Now that you have learned about the immense scope of honey to treat various diseases and its value in our daily lives, you should also know about some precautions to take before you use honey.

  • Do not heat honey.
  • Do not consume it when working in a hot environment.
  • Do not mix honey with hot and spicy foods (because it creates imbalance of the doshas in the human body).
  • Do not mix honey with alcoholic beverages.

In Conclusion

Raw honey, in addition to its immense advantages in our day-to-day lives, is a simple yet effective remedy in preventing and treating a variety of ailments. Using honey is not only beneficial in medical sense, but it’s also been an irreplaceable ingredient in foods from all around the world since ancient times.

Images from iStock/Animaflora (main), artoleshko (sick man), SusanneSchulz (bee).

Tejas Shahakar

Tejas Shahakar is currently the content manager at Raw Forest Honey.

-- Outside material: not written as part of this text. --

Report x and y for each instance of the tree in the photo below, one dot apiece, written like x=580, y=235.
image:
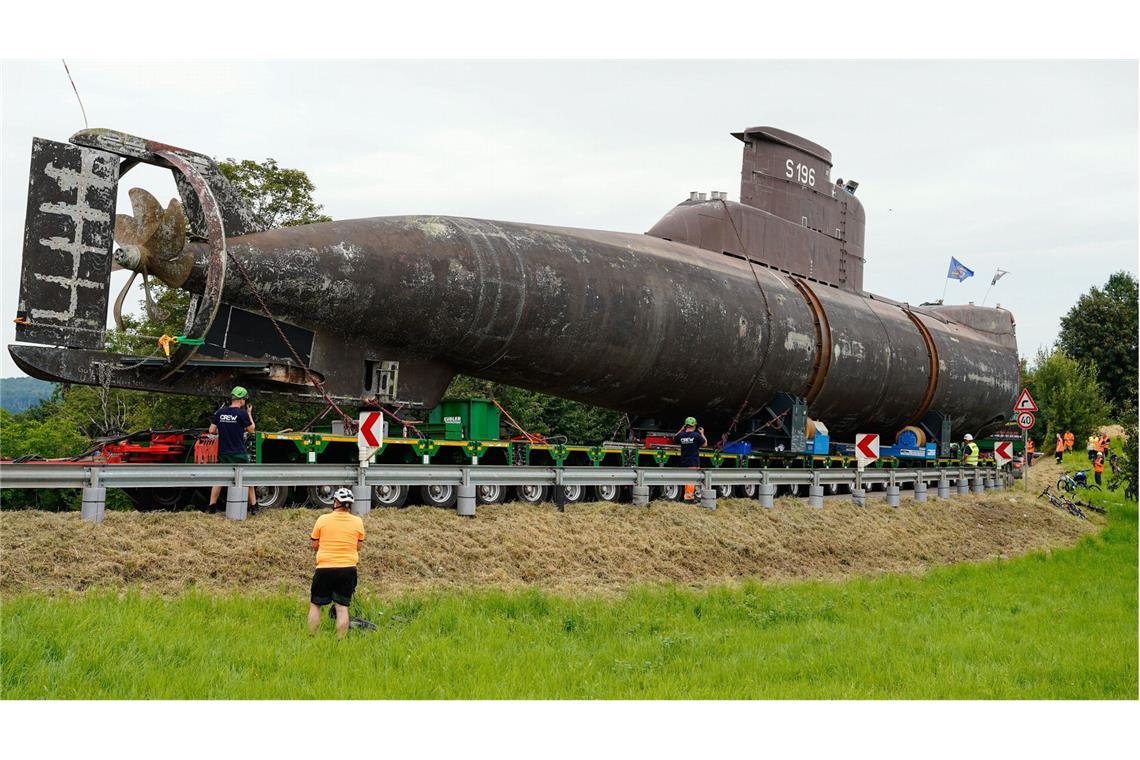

His experience as a content manager includes working on content related to all things ‘honey’. He is also a health and wellness blogger with a main focus on natural remedies and Ayurveda.

2 thoughts on “10 Therapeutic Uses of Honey in Ayurveda

  1. HealthAdvocate says:

    Your article states: Do not mix honey with hot and spicy foods (because it creates imbalance of the doshas in the human body). What about using honey in Golden Milk with turmeric? It is both hot (heated) AND spicy? Does the honey have any therapeutic value in Golden Milk , or is the benefit of Golden Milk found only in the turmeric? Thanks

  2. Tejas Shahakar says:

    As mentioned in the article, it is not advisable to add honey in hot and spicy foods. The same goes for golden milk. Though, you can add a little honey in Luke warm turmeric milk which would just help in enhancing the flavor as it does not add any therapeutic value to the golden milk. It is just the goodness of turmeric that benefits the body through golden milk.